The Sebi board may meet Saturday, amid a huge controversy over loan defaults by Vijay Mallya-led UB Group firms, to discuss a plan to choke fund-raising taps for ‘wilful defaulters’ while fund-raising norms are set to be made easier for start-ups as part of wide-ranging reforms in capital markets. The proposed moves are aimed at safe-guarding the interest of small investors while deepening the capital market to provide new products and avenues for institutions, a senior official said.
Besides, Sebi will discuss and take forward various steps announced last month in the Union Budget by Finance Minister Arun Jaitley, who will also address Saturday the board members and top officials of the regulatory body.
The Securities and Exchange Board of India (Sebi) is also likely to tighten its takeover regulations by introducing ‘bright lines’ to define change in control in a merger and acquisition.
It may also decided to join RBI and the government in their fight against bad loans as it plans to make it tougher for such entities and their companies to raise funds from the capital markets.

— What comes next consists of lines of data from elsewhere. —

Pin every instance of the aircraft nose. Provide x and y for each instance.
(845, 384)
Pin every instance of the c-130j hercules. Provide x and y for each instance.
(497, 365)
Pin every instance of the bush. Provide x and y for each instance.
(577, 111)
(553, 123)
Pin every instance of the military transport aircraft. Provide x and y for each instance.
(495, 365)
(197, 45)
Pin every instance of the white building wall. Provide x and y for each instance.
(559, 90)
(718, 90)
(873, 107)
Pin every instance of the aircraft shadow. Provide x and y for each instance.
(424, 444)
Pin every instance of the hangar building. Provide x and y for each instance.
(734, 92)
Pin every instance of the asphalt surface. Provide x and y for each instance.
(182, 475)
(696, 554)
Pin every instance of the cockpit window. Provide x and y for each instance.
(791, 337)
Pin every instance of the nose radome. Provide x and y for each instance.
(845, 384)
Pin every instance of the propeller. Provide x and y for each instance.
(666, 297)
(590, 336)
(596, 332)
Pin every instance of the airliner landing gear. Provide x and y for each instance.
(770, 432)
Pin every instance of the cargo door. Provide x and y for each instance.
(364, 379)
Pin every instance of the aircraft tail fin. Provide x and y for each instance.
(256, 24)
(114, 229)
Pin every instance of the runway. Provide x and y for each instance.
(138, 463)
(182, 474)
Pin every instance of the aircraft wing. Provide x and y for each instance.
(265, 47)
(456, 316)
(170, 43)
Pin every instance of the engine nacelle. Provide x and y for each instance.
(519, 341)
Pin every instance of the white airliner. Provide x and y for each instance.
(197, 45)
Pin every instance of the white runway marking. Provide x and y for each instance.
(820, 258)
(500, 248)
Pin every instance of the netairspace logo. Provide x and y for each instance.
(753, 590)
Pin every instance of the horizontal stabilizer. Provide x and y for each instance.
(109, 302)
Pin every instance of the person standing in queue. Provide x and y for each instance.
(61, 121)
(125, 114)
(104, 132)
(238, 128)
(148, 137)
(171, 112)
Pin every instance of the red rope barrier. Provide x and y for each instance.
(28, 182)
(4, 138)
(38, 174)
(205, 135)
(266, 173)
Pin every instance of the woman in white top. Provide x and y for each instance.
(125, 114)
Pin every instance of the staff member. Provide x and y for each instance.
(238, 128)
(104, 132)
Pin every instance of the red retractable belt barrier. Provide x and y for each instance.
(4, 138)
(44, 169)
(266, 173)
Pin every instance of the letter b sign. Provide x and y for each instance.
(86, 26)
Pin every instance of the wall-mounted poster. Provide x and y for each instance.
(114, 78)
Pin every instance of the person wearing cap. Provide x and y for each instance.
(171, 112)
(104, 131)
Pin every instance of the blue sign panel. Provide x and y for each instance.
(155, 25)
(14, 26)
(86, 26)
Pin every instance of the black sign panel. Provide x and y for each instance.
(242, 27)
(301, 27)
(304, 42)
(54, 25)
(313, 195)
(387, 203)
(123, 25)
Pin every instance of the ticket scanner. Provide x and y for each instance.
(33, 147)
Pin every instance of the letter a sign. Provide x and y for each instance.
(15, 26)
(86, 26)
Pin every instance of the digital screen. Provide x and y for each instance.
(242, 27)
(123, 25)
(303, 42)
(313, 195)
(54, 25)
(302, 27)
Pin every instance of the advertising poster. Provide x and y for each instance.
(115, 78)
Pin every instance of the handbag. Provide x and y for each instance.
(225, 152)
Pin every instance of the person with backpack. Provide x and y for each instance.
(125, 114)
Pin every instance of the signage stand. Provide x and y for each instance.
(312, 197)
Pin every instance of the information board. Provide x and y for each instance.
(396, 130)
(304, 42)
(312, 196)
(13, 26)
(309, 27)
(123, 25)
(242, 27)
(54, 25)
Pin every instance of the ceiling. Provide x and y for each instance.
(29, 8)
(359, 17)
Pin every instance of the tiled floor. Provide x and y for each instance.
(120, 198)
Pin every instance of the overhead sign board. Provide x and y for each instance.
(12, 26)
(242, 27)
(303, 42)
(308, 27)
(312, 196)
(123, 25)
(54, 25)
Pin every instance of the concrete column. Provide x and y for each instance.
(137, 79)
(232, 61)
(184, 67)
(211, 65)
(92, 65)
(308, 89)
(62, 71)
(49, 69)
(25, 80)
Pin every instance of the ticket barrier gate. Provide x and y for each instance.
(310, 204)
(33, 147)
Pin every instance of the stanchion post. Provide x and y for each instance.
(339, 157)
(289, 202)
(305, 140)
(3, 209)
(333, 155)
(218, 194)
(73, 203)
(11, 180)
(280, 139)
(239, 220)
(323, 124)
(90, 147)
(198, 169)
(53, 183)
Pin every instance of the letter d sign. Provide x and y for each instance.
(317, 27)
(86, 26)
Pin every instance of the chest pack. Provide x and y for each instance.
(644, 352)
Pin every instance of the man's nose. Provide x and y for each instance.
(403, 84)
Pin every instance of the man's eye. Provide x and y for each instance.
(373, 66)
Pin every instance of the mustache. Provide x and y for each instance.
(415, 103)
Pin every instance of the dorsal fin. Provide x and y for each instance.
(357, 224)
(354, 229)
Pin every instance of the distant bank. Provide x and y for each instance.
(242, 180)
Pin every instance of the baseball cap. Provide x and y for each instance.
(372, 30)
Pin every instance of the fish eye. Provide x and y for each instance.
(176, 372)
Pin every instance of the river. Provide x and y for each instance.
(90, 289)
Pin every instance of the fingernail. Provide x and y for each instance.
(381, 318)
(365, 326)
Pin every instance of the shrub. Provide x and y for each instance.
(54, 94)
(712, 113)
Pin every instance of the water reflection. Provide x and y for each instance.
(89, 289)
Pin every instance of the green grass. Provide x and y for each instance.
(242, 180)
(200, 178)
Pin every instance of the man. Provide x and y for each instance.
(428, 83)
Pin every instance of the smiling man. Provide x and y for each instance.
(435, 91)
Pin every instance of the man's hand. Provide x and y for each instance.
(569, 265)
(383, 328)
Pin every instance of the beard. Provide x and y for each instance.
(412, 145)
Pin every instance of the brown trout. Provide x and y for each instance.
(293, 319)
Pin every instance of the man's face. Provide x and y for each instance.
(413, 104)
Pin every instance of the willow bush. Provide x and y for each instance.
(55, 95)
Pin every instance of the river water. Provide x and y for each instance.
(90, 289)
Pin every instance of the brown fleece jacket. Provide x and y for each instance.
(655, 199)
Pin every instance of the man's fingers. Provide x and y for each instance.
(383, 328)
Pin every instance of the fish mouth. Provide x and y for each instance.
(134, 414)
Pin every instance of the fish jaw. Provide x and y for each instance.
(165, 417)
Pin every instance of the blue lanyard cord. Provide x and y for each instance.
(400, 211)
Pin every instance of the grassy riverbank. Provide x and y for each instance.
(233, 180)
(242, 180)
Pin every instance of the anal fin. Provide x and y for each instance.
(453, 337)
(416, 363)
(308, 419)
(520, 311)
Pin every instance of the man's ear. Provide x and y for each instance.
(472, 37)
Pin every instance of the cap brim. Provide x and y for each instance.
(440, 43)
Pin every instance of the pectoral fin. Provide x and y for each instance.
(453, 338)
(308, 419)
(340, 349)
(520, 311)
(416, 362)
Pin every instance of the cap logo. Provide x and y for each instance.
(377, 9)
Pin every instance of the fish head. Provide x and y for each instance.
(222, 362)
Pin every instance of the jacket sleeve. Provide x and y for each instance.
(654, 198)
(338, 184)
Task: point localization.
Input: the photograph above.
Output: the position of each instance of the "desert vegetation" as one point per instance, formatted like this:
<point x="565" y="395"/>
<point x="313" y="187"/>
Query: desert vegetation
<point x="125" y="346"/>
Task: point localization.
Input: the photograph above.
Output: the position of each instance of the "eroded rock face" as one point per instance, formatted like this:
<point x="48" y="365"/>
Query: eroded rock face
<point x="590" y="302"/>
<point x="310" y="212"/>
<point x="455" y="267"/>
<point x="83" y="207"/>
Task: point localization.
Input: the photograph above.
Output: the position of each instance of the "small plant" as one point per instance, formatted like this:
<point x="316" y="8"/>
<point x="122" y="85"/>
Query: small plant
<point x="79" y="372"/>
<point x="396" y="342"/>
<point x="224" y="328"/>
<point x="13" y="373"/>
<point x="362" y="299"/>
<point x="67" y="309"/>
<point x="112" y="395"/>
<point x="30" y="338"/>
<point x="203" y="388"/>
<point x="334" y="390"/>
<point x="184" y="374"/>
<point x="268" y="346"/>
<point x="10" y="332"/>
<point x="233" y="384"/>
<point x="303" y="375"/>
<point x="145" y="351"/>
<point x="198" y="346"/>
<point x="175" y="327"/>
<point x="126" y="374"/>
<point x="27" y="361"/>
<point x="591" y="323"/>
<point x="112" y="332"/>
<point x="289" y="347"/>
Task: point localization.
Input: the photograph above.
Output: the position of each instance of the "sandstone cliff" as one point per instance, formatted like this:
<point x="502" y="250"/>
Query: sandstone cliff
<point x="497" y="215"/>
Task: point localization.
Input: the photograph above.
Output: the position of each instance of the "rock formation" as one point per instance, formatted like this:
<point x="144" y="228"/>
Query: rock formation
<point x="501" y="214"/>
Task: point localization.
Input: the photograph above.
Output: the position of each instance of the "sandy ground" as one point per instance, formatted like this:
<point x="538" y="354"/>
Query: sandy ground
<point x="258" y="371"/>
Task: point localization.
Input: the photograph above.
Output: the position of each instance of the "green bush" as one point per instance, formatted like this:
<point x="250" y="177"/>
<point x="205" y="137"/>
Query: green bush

It may also announce a new set of norms for index providers that would regulate changes in constituents of the key stock market indices, including the Sensex and the Nifty. Besides, the board will discuss a plethora of proposals regarding distribution of various cash benefits through depositories. Other proposals on the agenda include a favourable tax regime for alternative investment funds (AIFs) and easier access to capital for start-ups and new avenues like crowd-funding, a senior official said.